Enabling snapshot retention optimizer - Amazon Glue
Services or capabilities described in Amazon Web Services documentation might vary by Region. To see the differences applicable to the China Regions, see Getting Started with Amazon Web Services in China (PDF).

Enabling snapshot retention optimizer

You can use Amazon Glue console, Amazon CLI, or Amazon API to enable snapshot retention optimizers for your Apache Iceberg tables in the Data Catalog. For new tables, you can choose Apache Iceberg as table format and enable snapshot retention optimizer when you create the table. Snapshot retention is disabled by default for new tables.

Console
To enable snapshot retention optimizer
  1. Open the Amazon Glue console at https://console.amazonaws.cn/glue/ and sign in as a data lake administrator, the table creator, or a user who has been granted the glue:UpdateTable and lakeformation:GetDataAccess permissions on the table.

  2. In the navigation pane, under Data Catalog, choose Tables.

  3. On the Tables page, choose an Iceberg table that you want to enable snapshot retention optimizer for, then under Actions menu, choose Enable under Optimization.

    You can also enable optimization by selecting the table and opening the Table details page. Choose the Table optimization tab on the lower section of the page, and choose Enable snapshot retention.

  4. On the Enable optimization page, under Optimization configuration, you have two options: Use default setting or Customize settings. If you choose to use the default settings, Amazon Glue utilizes the properties defined in the Iceberg table configuration to determine the snapshot retention period and the number of snapshots to be retained. In the absence of this configuration, Amazon Glue retains one snapshot for five days, and deletes files associated with the expired snapshots.

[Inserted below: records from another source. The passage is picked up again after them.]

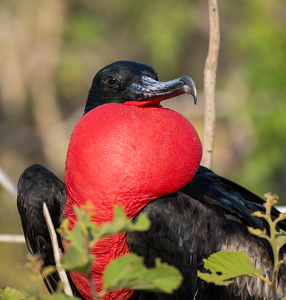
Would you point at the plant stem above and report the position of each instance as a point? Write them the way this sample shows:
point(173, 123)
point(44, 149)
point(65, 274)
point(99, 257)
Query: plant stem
point(209, 84)
point(57, 254)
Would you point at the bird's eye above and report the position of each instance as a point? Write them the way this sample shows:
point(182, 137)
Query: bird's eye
point(111, 80)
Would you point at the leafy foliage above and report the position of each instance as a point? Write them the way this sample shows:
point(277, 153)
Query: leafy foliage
point(129, 272)
point(226, 265)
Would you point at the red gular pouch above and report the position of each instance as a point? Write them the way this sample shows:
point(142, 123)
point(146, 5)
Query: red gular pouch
point(127, 154)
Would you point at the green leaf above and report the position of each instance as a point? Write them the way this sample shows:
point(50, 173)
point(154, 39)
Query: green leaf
point(130, 272)
point(122, 224)
point(8, 293)
point(226, 265)
point(77, 259)
point(59, 296)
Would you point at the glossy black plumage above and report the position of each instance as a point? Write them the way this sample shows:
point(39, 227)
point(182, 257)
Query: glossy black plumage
point(37, 186)
point(209, 214)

  5. Next, choose an IAM role that Amazon Glue can assume on your behalf to run the optimizer. For details about the permissions required for the IAM role, see the Table optimization prerequisites section.

    Follow the steps below to update an existing IAM role:

    1. To update the permissions policy for the IAM role, in the IAM console, go to the IAM role that is being used for running compaction.

    2. In the Add permissions section, choose Create policy. In the newly opened browser window, create a new policy to use with your role.

    3. On the Create policy page, choose the JSON tab. Copy the JSON code shown in the Prerequisites into the policy editor field.

  6. If you prefer to set the values for the Snapshot retention configuration manually, choose Customize settings.

    Apache Iceberg table details page with Enable retention>Customize settings option.
  7. Choose the box Apply the selected IAM role to the selected optimizers option to use a single IAM role for all enabling all optimizers.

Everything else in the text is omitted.